The Flaming Lips were never supposed to be around in 2006. Yes, leader Wayne Coyne is a workaholic, Steven Drozd is a musician's musician able to master any instrument and Michael Ivins is a lovable foil to the madness, but really, folks? How much cash is there in these alternative freak shows? What's it like when you're over 40 and the industry calls you to take to the road and it's long nights of driving and longer nights of performing?

If you're Wayne Coyne, you work very hard and at the end of the day chalk it up to "dumb luck." As Coyne surfs the crowd in his plastic bubble, he may seem like a rock messiah, but anyone who speaks with him for 10 minutes sees just how humble and down-to-the-earth this "fearless freak" really is.

Next week, The Flaming Lips will release At War With the Mystics, their follow-up to 2002's Yoshimi Battles the Pink Robots, an album that was either their second or third "breakthrough" disc, depending on who you ask.
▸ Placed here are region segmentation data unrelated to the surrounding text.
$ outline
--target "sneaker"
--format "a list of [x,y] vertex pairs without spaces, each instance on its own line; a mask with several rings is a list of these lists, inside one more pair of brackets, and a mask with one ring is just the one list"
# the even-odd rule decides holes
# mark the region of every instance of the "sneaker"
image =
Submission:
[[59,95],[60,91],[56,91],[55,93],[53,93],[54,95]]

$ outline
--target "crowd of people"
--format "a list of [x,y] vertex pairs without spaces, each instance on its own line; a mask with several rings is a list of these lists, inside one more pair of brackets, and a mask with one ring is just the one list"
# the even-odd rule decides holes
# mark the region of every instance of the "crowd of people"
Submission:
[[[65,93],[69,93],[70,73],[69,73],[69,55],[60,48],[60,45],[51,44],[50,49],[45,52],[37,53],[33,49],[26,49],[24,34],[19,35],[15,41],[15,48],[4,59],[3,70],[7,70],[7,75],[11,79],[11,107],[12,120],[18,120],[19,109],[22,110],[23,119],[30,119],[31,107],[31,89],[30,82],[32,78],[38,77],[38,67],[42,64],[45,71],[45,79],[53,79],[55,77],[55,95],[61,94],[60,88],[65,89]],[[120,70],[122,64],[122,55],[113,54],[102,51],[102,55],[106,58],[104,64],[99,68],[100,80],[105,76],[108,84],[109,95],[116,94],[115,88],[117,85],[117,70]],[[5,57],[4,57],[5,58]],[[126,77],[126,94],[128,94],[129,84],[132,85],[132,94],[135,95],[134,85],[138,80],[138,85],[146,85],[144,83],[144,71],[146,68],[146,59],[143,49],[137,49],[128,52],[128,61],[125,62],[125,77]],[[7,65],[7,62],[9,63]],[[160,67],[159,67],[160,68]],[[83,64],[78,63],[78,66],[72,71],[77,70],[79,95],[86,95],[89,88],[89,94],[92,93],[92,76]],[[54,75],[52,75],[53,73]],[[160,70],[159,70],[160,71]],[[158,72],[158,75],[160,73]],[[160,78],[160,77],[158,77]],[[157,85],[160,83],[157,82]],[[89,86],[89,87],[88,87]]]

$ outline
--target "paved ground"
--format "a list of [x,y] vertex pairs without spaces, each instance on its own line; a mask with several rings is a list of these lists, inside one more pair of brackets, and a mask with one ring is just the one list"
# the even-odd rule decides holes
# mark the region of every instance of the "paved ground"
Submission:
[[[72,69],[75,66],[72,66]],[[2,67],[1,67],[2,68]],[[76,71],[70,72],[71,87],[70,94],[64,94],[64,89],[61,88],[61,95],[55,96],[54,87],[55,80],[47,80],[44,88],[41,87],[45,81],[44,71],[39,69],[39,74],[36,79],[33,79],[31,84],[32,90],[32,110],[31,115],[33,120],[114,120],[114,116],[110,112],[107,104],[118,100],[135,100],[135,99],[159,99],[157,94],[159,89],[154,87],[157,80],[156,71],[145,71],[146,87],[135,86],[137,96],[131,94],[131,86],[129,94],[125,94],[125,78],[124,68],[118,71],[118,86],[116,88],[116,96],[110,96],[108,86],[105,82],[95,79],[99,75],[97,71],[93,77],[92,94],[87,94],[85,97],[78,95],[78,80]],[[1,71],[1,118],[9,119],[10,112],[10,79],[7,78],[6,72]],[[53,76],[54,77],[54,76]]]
They will (possibly) debut their 15-years-in-the-making feature film Christmas on Mars this year. And a biography written by veteran rock scribe Jim DeRogatis (Staring at Sound: The True Story of Oklahoma's Fabulous Flaming Lips) will join Jay Blakesberg and J. Michelle Martin-Coyne's photo-journal Waking Up With a Placebo Headwound and Bradley Beesley's film The Fearless Freaks as part of the definitive history of the band so far.

"You get used to reading stuff about yourself in magazines. You just hope it's entertaining, even though you know it's not necessarily all true," says Coyne of all the press. "I do take it as absurdist entertainment. As I read it, I think I like these characters, even though one of them is me."

But Coyne isn't one to sit back and reflect. He's a man of tremendous nervous energy, who embraces each aspect of the process.

"Coldplay was in town two weeks ago, and me and Chris Martin were driving around talking about their next record, and he has a lot of anguish about people thinking that they play it safe," says Coyne. "We were talking about it and he said, 'Should we be experimental or should we do it organically when it feels right?' And I said, 'I don't know if you know when anything feels right. I think you just do it. If you want to make an experimental record, make it and if it fails, who cares?'

"That's what we learned along the way, that sometimes it's the failures that are the most graceful, marvelous things you ever do. And succeeding is great. But watching artists fail is what the audience relates to. Most of the things you do in your life are for failure: relationships, raising kids, trying to make money; everywhere you go, it's, 'I wanted to do this, but I ended up doing this.' I think artists sing about failing and having struggled and I think audiences really embrace it."

At War With the Mystics is unafraid to take risks. Stylistically, it's everywhere, from funk ("It Overtakes Me") and angry hard rock ("Free Radicals") to dreamy psychedelia ("Vein of Stars"). The vibe often shifts midsong, due to a free-form studio approach.

"We know there are elements of what we are doing that are accidents," says Coyne. "There is an immediacy to it … the time is as important as the music itself. If you say a certain thing at a certain time it can mean a completely different thing than if you wait another year to say the same thing. You can really shape the way a record is perceived by what you put right up front. By us putting these two strangely almost insulting, almost political, absurdist, rockist songs at the beginning ("The Yeah Yeah Yeah Song" and "Free Radicals"), I think it feels like more of a rock record. There's still moments of this quietude and this introspection.

"Some of the things right at the beginning are the new phase of the Flaming Lips. We're taking on the identity of being like a radical, drug-damaged, let's-overthrow-the-government kind of band. Not that we think that our music is going to really change the war or change George Bush's mind, but this radical protest music sort of thing … I kinda like that. We're not really protesting. I don't think music and politics have too much to do with each other. But it's fun to sing."